Database Requirements

  • Feature attribute server_calc_type must be set to spe_aggregation.
  • Feature attribute feature_options_json with the following keys:

    • aggregation: A string that defines the aggregation method to be used. The following methods are available: "avg", "sum", "max", "min", "median", "std", "var", "count" or feature_eval_expression.
    • child_object_type: A string that defines the type of the child object that we want to aggregate.
    • child_feature: A string that defines the feature that we want to aggregate.

    The following example is used for feature lost_power_curtailment_park_turbine_sum:

    {
        "aggregation": "sum",
        "child_feature": "lost_power_curtailment_park",
        "child_object_type": "wind_turbine"
    }
    
  • In case the aggregation key is set to feature_eval_expression, the following keys must be present:

    • feature_eval_expression: A string that defines the Python code that calculates the feature value. This code will have access to a DataFrame with the wanted feature for all the child objects (df) and should create a new column in this DataFrame with the aggregated value, doing the necessary logic to aggregate the values. It is useful when the aggregation method is more complex than the ones available in the aggregation key.

Class Definition

FeatureCalcSpeAggregation(object_name, feature)

FeatureCalculator class for features that rely on aggregating features of child objects of a given SPE.

For this to work the desired feature must have the feature_options_json attribute in performance_db, with the following keys:

  • aggregation: str, aggregation method to be used. Can be "avg", "sum", "max", "min", "median", "std", "var", "count" or feature_eval_expression.
  • child_object_type: str, object type of the child objects.
  • child_feature: str, name of the feature of child objects that will be aggregated.

If the aggregation method is feature_eval_expression, the feature_eval_expression attribute must be present in performance_db as well.

The method will look for all objects that have the spe_name column in the objects table equal to the wanted SPE object and the object_type column equal to the child_object_type attribute.

Please make sure that the child objects have the desired feature to be aggregated.

Parameters:

  • object_name

    (str) –

    Name of the object for which the feature is calculated.
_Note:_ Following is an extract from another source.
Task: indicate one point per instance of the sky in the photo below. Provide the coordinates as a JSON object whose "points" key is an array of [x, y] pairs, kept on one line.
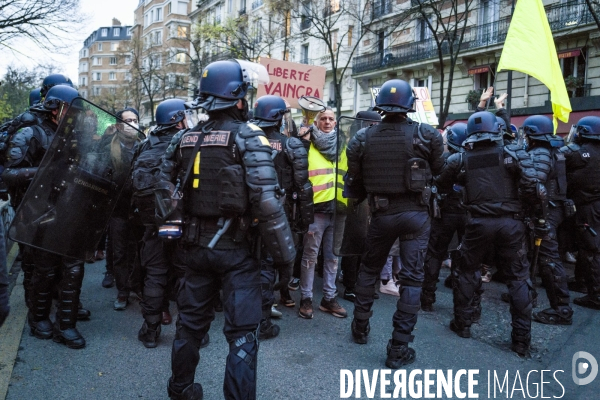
{"points": [[99, 13]]}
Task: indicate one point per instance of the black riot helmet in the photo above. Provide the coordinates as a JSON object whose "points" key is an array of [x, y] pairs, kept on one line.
{"points": [[269, 111], [482, 122], [59, 96], [170, 112], [52, 80], [395, 96], [456, 135], [588, 128], [224, 83], [35, 96]]}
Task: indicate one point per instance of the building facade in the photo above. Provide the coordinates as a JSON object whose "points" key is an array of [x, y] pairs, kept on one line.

It must be an SPE.

  • feature

    (str) –

    Feature of the object that is calculated. It must exist in performance_db.

Source code in echo_energycalc/feature_calc_common.py
def __init__(
    self,
    object_name: str,
    feature: str,
) -> None:
    """
    FeatureCalculator class for features that rely on aggregating features of child objects of a given SPE.

    For this to work the desired feature must have the `feature_options_json` attribute in performance_db, with the following keys:

    - `aggregation`: str, aggregation method to be used. Can be "avg", "sum", "max", "min", "median", "std", "var", "count" or `feature_eval_expression`.
    - `child_object_type`: str, object type of the child objects.
    - `child_feature`: str, name of the feature of child objects that will be aggregated.

    If the aggregation method is `feature_eval_expression`, the `feature_eval_expression` attribute must be present in performance_db as well.

    The method will look for all objects that have the `spe_name` column in the `objects` table equal to the wanted SPE object and the `object_type` column equal to the `child_object_type` attribute.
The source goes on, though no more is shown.